“Zero rating” is when your mobile data provider doesn’t count the data used in accessing a certain type of application against your monthly data plan. Let’s imagine a simple example. Imagine that Netflix is zero rated by AT&T Wireless. Some users would clearly benefit from the zero rating. But there is a dark underside. If Netflix were to be zero rated by AT&T Wireless, competing video offerings would be harmed.
Why would something be zero rated? There are three main possibilities. Using our example above, first, because AT&T wants to give you Netflix for free to help AT&T compete against other mobile carriers who would charge you for the data used to access Netflix. Second, because Netflix is paying AT&T for the data you use. Or third, because AT&T owns Netflix and wants to harm competing applications.

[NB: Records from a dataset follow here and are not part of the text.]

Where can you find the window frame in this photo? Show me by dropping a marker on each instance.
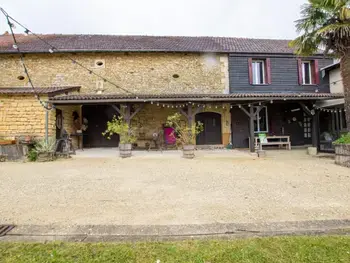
(303, 72)
(263, 62)
(258, 120)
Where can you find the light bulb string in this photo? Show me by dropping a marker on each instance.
(53, 49)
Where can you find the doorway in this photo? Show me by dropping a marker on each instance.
(97, 116)
(211, 134)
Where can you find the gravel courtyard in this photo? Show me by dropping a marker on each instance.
(164, 189)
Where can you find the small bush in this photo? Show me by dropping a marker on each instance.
(344, 139)
(32, 155)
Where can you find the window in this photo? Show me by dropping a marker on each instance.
(306, 72)
(307, 126)
(260, 123)
(258, 71)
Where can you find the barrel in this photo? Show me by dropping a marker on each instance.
(188, 151)
(342, 154)
(125, 150)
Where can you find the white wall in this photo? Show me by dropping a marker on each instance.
(335, 81)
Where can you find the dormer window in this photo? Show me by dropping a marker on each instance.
(258, 68)
(259, 71)
(307, 73)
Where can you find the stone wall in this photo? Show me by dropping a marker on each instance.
(23, 115)
(151, 118)
(156, 73)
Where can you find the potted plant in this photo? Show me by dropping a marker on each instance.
(342, 150)
(126, 135)
(45, 150)
(186, 135)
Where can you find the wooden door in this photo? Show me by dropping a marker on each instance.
(97, 116)
(59, 123)
(211, 134)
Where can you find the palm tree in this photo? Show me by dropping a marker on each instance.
(325, 25)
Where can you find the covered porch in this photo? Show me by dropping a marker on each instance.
(230, 120)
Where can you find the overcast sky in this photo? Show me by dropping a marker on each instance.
(235, 18)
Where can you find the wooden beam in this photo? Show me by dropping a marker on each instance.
(245, 111)
(251, 129)
(137, 110)
(183, 113)
(117, 109)
(198, 110)
(315, 129)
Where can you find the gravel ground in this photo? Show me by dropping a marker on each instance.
(156, 189)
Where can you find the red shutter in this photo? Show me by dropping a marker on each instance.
(316, 73)
(250, 70)
(300, 72)
(268, 71)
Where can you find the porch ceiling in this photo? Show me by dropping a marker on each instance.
(115, 98)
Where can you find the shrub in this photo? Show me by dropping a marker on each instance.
(43, 146)
(119, 126)
(344, 139)
(32, 155)
(186, 135)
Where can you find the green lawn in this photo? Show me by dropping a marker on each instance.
(275, 249)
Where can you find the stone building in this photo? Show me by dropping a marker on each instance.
(95, 77)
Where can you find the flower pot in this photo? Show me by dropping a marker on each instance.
(188, 151)
(342, 154)
(125, 150)
(45, 157)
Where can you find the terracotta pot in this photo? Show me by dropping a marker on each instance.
(342, 154)
(45, 157)
(188, 151)
(125, 150)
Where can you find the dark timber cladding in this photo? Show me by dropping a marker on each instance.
(283, 74)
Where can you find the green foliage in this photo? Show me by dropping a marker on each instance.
(344, 139)
(186, 135)
(324, 24)
(119, 126)
(43, 146)
(32, 155)
(296, 249)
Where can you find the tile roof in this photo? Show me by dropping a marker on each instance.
(124, 43)
(51, 91)
(190, 97)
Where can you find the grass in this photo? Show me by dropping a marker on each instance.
(273, 249)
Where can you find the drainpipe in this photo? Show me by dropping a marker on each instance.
(46, 124)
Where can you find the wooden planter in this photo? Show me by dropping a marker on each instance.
(45, 157)
(188, 151)
(125, 150)
(342, 154)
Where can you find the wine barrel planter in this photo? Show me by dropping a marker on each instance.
(188, 151)
(46, 157)
(342, 154)
(12, 152)
(125, 150)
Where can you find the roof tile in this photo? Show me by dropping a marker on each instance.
(124, 43)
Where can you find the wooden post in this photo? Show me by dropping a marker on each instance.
(251, 130)
(337, 126)
(315, 129)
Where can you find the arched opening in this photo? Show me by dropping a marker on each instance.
(212, 128)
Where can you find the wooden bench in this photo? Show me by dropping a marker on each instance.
(273, 140)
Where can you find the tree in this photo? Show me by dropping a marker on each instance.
(325, 25)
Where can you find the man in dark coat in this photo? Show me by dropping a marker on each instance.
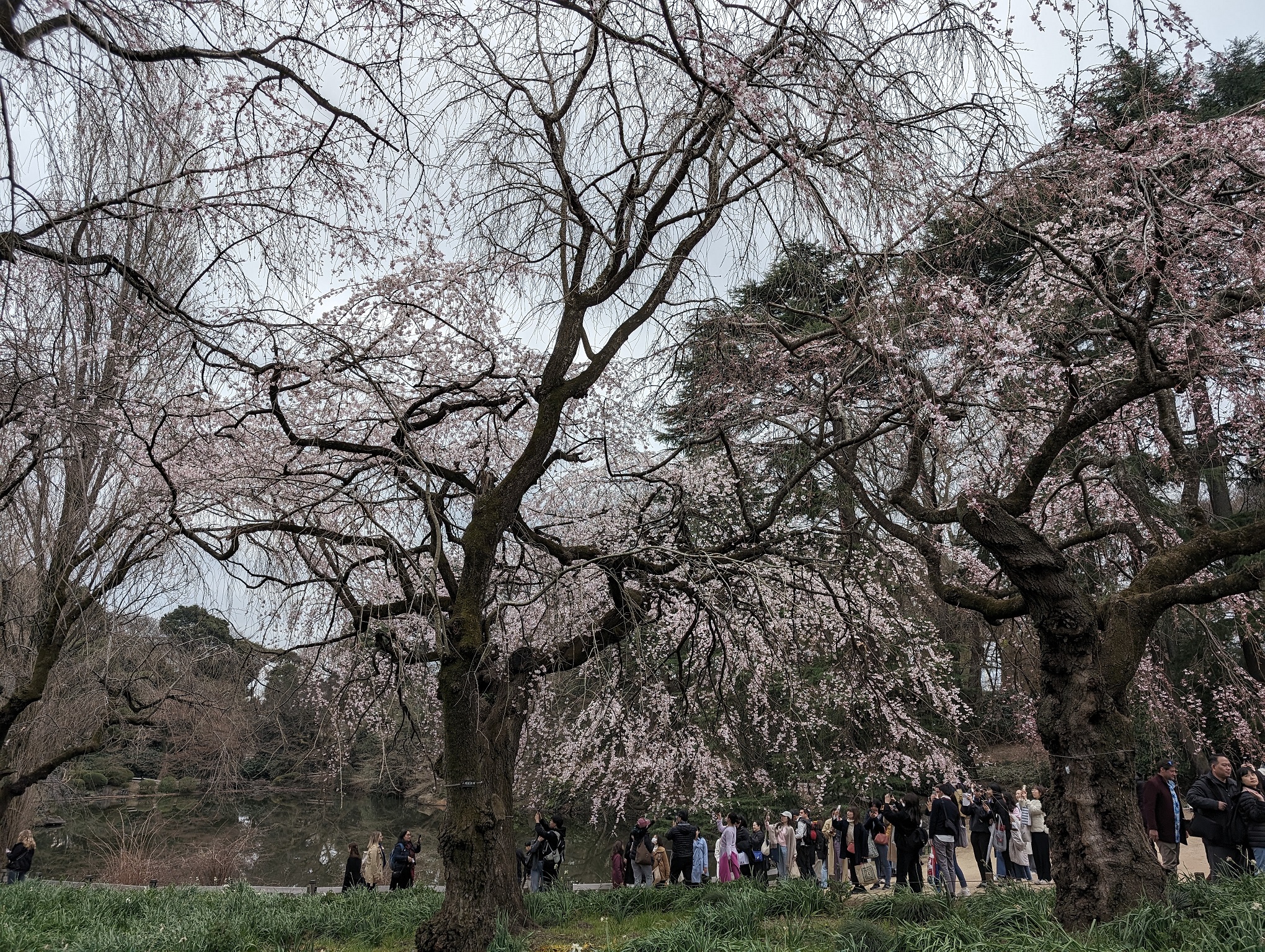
(682, 839)
(1214, 798)
(1161, 816)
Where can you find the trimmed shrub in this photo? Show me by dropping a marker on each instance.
(117, 775)
(92, 779)
(905, 907)
(864, 936)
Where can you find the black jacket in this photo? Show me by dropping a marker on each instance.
(945, 819)
(861, 840)
(1211, 823)
(874, 826)
(981, 816)
(352, 876)
(906, 826)
(1251, 808)
(20, 858)
(1158, 809)
(636, 840)
(682, 839)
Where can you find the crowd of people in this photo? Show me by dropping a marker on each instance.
(1227, 814)
(376, 868)
(869, 845)
(901, 839)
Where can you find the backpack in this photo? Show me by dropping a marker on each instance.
(919, 837)
(552, 851)
(1236, 827)
(400, 858)
(643, 856)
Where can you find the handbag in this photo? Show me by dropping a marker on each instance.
(866, 874)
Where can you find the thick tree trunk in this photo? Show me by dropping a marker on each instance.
(476, 842)
(1102, 860)
(1103, 863)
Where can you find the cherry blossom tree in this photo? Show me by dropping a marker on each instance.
(495, 510)
(1070, 374)
(89, 373)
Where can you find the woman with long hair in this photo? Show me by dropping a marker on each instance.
(19, 856)
(1040, 837)
(726, 848)
(373, 865)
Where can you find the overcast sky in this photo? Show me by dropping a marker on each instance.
(1045, 55)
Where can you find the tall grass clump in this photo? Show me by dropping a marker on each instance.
(36, 915)
(800, 898)
(864, 936)
(905, 907)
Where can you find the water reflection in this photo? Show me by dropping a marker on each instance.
(288, 840)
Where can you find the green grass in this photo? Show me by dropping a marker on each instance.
(797, 917)
(1194, 917)
(38, 915)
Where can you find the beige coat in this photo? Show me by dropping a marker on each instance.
(662, 868)
(373, 866)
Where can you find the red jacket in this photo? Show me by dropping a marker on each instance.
(1158, 809)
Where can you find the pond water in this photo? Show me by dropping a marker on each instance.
(288, 839)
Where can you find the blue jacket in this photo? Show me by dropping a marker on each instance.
(700, 866)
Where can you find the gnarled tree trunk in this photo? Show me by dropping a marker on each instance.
(482, 727)
(1103, 863)
(1102, 860)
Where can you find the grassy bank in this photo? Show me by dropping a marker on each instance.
(1196, 917)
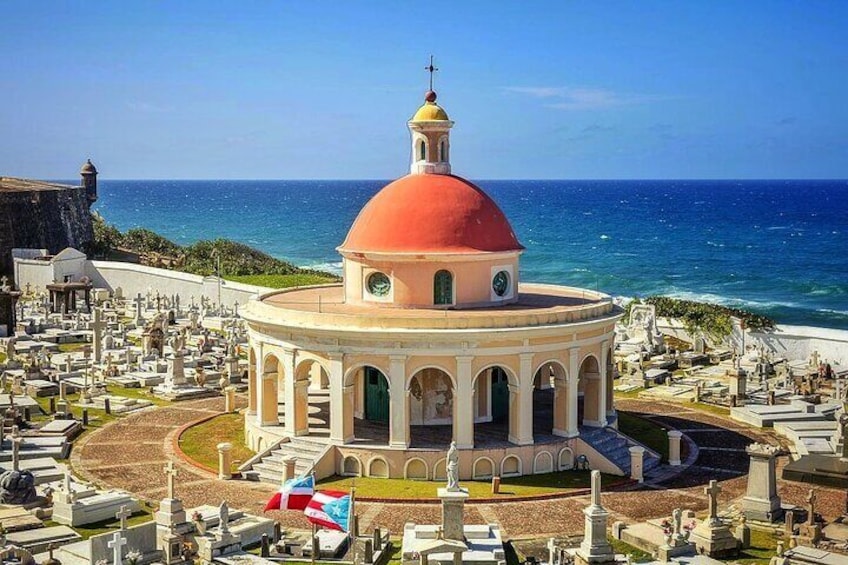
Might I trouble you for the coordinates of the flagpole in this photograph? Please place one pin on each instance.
(314, 540)
(351, 520)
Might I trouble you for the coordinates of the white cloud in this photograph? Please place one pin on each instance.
(582, 98)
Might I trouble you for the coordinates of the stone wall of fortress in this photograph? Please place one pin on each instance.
(43, 219)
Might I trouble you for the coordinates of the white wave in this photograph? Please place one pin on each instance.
(334, 267)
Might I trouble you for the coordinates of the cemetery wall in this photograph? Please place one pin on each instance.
(36, 273)
(48, 219)
(790, 342)
(134, 279)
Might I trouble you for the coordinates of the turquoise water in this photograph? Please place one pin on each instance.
(775, 247)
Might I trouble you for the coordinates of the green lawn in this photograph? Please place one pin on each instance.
(69, 347)
(625, 548)
(200, 442)
(530, 485)
(763, 548)
(282, 281)
(644, 431)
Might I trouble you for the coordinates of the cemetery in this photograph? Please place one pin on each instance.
(151, 416)
(78, 385)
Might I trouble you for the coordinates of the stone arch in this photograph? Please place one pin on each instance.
(589, 377)
(305, 369)
(351, 466)
(543, 463)
(440, 472)
(495, 402)
(511, 466)
(350, 373)
(551, 400)
(432, 394)
(413, 371)
(416, 469)
(378, 467)
(272, 386)
(484, 468)
(565, 459)
(251, 380)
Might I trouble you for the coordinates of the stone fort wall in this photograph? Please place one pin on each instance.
(51, 219)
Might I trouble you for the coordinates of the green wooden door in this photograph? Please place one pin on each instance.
(376, 396)
(500, 395)
(443, 288)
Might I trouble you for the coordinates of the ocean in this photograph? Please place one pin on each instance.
(779, 248)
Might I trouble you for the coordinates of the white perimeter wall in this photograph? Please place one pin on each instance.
(37, 273)
(134, 279)
(790, 342)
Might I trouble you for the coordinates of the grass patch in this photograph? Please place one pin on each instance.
(711, 408)
(638, 555)
(282, 281)
(644, 431)
(530, 485)
(763, 548)
(71, 347)
(200, 442)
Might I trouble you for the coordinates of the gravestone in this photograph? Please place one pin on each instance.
(761, 501)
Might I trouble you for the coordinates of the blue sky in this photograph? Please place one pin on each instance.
(323, 89)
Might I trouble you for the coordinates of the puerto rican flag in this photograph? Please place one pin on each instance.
(329, 509)
(293, 495)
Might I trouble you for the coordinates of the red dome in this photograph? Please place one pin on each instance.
(431, 213)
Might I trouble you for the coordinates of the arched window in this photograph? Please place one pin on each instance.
(443, 288)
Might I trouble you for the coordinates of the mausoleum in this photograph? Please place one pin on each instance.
(432, 338)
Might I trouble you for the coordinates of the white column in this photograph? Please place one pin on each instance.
(524, 401)
(398, 403)
(289, 391)
(573, 372)
(602, 386)
(338, 405)
(257, 382)
(463, 408)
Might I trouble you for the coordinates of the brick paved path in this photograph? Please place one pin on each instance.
(131, 452)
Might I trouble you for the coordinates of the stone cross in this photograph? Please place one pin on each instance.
(596, 488)
(122, 515)
(16, 446)
(712, 492)
(138, 317)
(66, 481)
(116, 544)
(811, 507)
(224, 518)
(97, 325)
(171, 472)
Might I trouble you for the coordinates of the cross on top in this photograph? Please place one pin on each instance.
(122, 515)
(115, 544)
(713, 491)
(171, 472)
(432, 69)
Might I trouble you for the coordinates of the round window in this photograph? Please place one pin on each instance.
(379, 284)
(500, 283)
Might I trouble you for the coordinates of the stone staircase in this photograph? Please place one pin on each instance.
(306, 452)
(615, 447)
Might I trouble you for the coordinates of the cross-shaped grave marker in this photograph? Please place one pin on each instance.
(116, 544)
(122, 515)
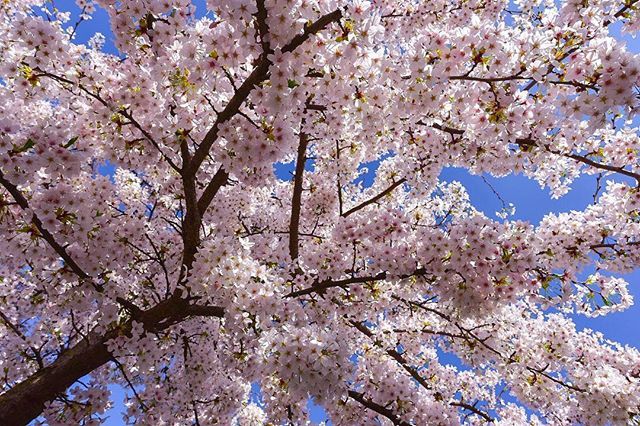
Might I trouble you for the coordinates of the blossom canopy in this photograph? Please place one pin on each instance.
(192, 272)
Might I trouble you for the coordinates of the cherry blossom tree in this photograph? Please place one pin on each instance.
(192, 272)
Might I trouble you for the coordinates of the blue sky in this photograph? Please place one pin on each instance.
(531, 202)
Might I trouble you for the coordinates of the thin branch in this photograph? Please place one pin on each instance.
(296, 200)
(373, 406)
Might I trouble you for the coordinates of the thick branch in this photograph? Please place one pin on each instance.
(209, 193)
(257, 76)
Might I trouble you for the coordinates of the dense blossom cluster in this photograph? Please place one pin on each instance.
(190, 273)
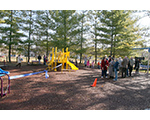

Free is good, and therefore up to a point, you as a consumer are unlikely to object to zero rating. This is particularly true of two of the most recent cases: Virgin Mobile’s prepaid data plan that gives customers unlimited access to Facebook, Instagram, Pinterest or Twitter for US$12 a month (or US$22 for all four), and T-Mobile’s plan that allows you to stream a lot of Internet radio apps on a zero-rated basis. Likely these seem uncontroversial because they are offered by small players and because markets experiment with innovative pricing models as a regular course.
But what if Apple entered into an agreement with AT&T and Verizon to zero rate only iTunes Radio? Would that bother you as a consumer? What if you preferred Pandora? After all, theoretically you would be free to transition to anther wireless carrier, although of course you would have to pay for a new phone and a new plan, plus you might still owe AT&T for a while if your data plan term has not ended.
Do you think markets should be constrained such that the arrangement between Apple and AT&T and Verizon is subject to scrutiny? If you do, then you may be in favor of some sort of net neutrality principles or rules.